Luego la lucha se trasladó por la infinidad de túneles de Angband. Y la guerra subterránea duró muchos años y mientras tanto la tierra se sacudía, se dilataba y se abría. Y por la fisuras y las grandes grietas entraba el mar y había grandes olas y maremotos y las costas desaparecieron. Muchas tierras fueron engullidas y Morgoth casi destruye toda Beleriand en su holocausto y cataclismo por ganar la guerra.
Finalmente como es conocido por todos, Eonwë encontró a Morgoth y le rebano los pies y le puso la Angainor forjada para él, y fue llevado a Aman y Manwë lo expulsó al vacío exterior de donde no puede regresar mientras los Valar gobiernen el mundo.

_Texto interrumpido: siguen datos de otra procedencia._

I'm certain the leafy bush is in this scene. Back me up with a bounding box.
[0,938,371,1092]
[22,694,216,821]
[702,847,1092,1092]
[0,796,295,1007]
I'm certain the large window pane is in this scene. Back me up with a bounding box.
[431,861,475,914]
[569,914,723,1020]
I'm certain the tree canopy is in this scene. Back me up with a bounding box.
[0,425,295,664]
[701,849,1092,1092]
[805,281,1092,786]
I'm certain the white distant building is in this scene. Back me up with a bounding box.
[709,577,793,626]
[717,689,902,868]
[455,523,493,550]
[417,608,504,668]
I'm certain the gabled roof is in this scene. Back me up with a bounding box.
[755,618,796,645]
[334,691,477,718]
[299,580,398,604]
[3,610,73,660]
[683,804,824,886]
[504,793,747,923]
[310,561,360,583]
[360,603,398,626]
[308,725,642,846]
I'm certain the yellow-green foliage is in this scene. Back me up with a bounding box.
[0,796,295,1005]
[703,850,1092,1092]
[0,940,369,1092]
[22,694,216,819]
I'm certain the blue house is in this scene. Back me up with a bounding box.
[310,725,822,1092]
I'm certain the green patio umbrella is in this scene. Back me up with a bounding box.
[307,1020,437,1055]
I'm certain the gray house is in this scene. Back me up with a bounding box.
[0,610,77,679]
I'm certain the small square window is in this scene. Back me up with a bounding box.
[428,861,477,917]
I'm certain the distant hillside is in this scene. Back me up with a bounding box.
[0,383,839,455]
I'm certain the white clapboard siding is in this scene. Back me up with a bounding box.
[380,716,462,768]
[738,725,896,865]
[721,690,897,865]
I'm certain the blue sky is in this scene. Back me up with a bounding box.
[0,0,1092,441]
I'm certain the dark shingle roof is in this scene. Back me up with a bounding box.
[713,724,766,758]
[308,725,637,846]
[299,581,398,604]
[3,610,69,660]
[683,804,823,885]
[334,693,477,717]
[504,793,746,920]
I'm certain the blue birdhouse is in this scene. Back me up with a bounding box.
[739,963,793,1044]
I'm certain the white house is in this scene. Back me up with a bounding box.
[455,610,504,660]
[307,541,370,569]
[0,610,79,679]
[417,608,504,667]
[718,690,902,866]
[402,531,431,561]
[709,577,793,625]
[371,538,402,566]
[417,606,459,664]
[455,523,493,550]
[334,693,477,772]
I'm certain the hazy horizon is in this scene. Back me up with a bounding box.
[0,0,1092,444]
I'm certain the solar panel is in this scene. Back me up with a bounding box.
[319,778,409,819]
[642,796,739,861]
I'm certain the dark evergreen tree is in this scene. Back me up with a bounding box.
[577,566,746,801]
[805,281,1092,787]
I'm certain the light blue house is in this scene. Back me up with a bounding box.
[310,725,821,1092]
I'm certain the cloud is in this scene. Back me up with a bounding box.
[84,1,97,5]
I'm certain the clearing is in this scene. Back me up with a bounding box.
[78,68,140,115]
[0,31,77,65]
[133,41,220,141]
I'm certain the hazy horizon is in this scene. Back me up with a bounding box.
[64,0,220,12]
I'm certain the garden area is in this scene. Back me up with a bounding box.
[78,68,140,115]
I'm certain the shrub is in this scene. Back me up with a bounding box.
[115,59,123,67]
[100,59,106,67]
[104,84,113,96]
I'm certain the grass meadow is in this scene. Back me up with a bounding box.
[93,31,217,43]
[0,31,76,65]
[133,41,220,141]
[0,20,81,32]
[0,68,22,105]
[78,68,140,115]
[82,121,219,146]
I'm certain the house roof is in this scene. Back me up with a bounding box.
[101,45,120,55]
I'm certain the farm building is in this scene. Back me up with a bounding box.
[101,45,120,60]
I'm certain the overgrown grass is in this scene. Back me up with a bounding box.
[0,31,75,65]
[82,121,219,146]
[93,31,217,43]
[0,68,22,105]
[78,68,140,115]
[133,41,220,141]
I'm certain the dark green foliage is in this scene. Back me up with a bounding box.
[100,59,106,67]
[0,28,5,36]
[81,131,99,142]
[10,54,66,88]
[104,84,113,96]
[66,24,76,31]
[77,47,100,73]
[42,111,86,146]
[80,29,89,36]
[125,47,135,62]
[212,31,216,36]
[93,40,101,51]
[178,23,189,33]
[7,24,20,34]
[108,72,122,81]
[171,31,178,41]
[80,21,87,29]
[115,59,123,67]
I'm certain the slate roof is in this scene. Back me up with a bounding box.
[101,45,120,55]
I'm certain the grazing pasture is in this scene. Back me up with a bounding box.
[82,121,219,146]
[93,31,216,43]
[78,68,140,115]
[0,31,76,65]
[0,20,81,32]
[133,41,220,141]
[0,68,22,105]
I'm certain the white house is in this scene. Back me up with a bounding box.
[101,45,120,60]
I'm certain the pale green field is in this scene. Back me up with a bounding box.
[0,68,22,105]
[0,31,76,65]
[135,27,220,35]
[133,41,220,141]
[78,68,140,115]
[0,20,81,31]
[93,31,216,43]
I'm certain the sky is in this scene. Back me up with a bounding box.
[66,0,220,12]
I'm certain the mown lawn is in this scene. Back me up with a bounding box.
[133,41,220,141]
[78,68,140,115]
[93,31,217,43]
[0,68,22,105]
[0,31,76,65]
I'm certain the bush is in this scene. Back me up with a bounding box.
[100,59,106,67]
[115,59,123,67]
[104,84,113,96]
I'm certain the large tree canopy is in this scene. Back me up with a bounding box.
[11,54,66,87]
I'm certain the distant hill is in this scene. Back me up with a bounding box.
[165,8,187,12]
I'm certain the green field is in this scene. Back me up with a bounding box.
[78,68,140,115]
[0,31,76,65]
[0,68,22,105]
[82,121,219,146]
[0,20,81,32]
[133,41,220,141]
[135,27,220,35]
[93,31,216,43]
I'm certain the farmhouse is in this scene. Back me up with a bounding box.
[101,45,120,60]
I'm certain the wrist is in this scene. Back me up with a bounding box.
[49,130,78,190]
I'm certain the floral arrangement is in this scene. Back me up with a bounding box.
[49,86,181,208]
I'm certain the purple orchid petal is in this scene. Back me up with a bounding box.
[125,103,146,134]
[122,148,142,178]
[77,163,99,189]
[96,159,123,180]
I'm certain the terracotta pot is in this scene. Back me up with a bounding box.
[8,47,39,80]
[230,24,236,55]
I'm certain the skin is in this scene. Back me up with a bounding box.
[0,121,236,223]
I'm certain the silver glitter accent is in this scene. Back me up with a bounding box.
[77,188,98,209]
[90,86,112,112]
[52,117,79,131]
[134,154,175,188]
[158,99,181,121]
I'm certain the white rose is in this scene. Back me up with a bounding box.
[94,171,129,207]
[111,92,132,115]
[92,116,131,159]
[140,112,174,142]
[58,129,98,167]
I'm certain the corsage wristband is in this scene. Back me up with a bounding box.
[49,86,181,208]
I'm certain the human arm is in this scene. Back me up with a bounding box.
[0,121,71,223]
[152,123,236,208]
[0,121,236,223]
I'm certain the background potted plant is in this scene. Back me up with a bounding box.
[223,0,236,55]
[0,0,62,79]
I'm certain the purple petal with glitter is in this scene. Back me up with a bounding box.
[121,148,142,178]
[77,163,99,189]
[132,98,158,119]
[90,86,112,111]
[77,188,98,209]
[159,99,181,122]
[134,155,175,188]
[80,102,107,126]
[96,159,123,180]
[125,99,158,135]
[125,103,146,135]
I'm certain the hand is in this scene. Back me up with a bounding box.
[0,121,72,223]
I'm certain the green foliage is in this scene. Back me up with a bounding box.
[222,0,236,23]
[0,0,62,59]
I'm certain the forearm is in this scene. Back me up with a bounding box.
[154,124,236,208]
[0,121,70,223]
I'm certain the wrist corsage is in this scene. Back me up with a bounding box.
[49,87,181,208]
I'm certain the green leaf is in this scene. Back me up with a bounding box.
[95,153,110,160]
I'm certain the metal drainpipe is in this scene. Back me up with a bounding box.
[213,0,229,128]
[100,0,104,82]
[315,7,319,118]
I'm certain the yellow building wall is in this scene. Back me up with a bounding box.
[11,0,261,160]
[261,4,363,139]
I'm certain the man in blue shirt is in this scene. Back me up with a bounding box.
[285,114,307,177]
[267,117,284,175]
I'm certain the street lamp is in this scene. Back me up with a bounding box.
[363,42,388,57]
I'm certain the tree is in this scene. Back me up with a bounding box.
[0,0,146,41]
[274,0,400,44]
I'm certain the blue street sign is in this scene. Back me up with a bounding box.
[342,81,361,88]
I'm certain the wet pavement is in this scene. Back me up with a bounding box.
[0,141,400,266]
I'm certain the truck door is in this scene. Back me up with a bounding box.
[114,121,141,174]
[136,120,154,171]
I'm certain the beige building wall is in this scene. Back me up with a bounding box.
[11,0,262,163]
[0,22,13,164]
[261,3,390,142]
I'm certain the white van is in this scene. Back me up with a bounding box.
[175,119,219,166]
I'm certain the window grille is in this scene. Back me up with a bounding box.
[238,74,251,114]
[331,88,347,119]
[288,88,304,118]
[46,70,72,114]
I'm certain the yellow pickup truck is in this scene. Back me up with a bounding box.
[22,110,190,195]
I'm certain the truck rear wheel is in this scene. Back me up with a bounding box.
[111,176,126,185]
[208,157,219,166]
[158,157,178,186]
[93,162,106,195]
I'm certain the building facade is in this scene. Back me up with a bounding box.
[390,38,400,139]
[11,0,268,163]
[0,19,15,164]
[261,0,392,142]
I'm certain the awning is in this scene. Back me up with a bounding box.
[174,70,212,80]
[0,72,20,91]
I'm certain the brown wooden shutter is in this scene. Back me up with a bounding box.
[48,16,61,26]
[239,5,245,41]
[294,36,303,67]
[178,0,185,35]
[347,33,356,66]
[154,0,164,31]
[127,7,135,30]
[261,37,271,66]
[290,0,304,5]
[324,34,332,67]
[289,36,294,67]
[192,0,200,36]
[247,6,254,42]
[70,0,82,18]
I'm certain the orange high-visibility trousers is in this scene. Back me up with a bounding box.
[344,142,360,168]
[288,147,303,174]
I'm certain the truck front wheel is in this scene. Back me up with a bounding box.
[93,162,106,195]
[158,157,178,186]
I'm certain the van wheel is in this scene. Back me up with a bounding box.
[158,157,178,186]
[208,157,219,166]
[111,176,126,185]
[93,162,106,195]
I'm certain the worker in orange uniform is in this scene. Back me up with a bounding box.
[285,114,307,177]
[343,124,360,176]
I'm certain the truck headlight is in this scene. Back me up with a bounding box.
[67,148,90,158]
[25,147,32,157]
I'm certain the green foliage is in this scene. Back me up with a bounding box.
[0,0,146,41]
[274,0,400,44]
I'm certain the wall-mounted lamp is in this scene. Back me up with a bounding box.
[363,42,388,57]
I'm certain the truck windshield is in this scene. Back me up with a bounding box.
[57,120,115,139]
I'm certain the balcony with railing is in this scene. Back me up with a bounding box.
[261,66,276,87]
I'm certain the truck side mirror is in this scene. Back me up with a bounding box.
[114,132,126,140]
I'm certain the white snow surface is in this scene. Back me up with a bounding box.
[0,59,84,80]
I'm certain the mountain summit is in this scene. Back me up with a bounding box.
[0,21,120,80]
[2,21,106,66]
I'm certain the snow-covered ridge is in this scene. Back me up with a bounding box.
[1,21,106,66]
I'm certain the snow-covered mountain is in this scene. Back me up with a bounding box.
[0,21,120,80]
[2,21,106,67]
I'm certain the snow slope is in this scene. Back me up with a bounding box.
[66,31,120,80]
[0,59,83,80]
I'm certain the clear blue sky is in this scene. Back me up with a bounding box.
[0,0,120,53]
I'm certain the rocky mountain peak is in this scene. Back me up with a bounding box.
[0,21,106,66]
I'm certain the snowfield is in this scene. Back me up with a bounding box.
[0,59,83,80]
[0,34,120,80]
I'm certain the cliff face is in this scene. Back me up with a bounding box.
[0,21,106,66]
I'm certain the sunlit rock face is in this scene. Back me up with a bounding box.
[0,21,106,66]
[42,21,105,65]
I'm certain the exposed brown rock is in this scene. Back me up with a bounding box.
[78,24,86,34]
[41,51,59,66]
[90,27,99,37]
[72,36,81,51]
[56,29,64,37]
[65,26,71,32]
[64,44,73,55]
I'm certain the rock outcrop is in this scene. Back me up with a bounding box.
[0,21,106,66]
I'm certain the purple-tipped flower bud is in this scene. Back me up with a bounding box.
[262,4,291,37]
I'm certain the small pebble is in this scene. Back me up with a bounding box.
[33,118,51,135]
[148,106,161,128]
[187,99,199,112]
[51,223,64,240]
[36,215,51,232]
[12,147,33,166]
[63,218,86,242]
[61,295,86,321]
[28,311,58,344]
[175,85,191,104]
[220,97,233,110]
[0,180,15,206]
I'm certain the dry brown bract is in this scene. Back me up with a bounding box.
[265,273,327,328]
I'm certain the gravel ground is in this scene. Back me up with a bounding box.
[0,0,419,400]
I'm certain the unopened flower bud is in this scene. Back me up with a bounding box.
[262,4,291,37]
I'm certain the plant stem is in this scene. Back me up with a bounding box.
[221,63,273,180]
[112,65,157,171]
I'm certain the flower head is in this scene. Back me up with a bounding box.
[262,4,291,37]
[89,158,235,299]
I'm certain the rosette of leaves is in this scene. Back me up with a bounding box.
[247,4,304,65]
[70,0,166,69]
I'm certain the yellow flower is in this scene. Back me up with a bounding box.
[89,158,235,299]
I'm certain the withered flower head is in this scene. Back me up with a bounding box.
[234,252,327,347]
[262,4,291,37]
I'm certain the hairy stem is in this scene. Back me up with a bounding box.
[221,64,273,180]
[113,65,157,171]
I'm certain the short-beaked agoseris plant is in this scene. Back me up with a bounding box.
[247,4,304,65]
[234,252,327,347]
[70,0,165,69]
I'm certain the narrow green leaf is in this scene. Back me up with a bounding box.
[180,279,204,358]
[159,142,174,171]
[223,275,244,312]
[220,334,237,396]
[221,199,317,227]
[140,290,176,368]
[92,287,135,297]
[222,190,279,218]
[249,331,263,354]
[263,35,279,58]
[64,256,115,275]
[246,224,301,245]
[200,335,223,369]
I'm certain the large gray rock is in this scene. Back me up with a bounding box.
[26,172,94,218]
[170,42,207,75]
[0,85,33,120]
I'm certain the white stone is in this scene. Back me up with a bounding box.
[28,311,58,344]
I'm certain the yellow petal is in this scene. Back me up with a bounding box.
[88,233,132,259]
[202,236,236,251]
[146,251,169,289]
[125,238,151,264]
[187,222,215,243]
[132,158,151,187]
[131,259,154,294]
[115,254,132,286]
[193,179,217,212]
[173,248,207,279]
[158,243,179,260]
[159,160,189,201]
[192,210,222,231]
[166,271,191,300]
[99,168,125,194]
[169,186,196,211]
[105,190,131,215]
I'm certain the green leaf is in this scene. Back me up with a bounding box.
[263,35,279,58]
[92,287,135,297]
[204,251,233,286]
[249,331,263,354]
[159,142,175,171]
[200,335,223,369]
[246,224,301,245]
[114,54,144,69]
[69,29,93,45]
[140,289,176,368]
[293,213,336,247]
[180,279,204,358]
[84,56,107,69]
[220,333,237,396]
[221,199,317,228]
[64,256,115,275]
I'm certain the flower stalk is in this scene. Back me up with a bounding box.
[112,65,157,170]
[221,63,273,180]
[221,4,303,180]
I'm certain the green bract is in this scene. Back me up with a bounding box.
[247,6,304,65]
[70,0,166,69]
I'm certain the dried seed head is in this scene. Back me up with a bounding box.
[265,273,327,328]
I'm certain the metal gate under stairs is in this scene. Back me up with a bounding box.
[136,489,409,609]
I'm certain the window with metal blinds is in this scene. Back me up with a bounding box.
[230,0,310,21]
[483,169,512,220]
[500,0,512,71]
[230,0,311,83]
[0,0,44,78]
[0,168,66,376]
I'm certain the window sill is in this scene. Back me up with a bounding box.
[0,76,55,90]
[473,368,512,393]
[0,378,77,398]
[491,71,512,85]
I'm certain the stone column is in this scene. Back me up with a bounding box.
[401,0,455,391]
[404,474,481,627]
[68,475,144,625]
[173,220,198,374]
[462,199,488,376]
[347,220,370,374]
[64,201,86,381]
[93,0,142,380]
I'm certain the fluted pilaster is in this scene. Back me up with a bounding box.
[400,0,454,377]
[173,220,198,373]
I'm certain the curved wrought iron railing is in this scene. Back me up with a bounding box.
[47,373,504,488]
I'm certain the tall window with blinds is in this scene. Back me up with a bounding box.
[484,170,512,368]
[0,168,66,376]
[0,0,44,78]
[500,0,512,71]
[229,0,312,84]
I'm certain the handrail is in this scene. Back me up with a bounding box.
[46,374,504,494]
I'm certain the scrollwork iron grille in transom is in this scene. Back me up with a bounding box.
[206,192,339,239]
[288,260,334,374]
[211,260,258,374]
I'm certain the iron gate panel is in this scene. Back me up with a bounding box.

Pero mucho se perdió en la Guerra de la Cólera que duró casi 50 años y más de 400.000 elfos murieron en ella.
Yo volví a Eressea y nada he vuelto a saber de los príncipes que aun luchan y sangran para poner remedio a las heridas de la Tierra Media. De Galadriel supe que abandonó la guerra con su esposo al poco de comenzar, nunca por cobardía, sino porque estaba cansada de tanta desolación y muerte. Gil-galad fue rey en Lindon y con él estaba Elrond, Cirdan se quedó para construir barcos para los que se quisieran embarcar rumbo a las Tierras Imperecederas. A los hombres se les concedió la tierra del don y Elros fue su Rey.
Yo nunca podré quitarme la amargura de esos días, ni siquiera aquí en Aman, así pues he decidido quitarme la vida y aguardar en las estancias de Mandos a que llegue el fin, ni Manwë permitirá que vuelva a reencarnarme ni yo lo deseo. ¡Que amargo puede ser el final!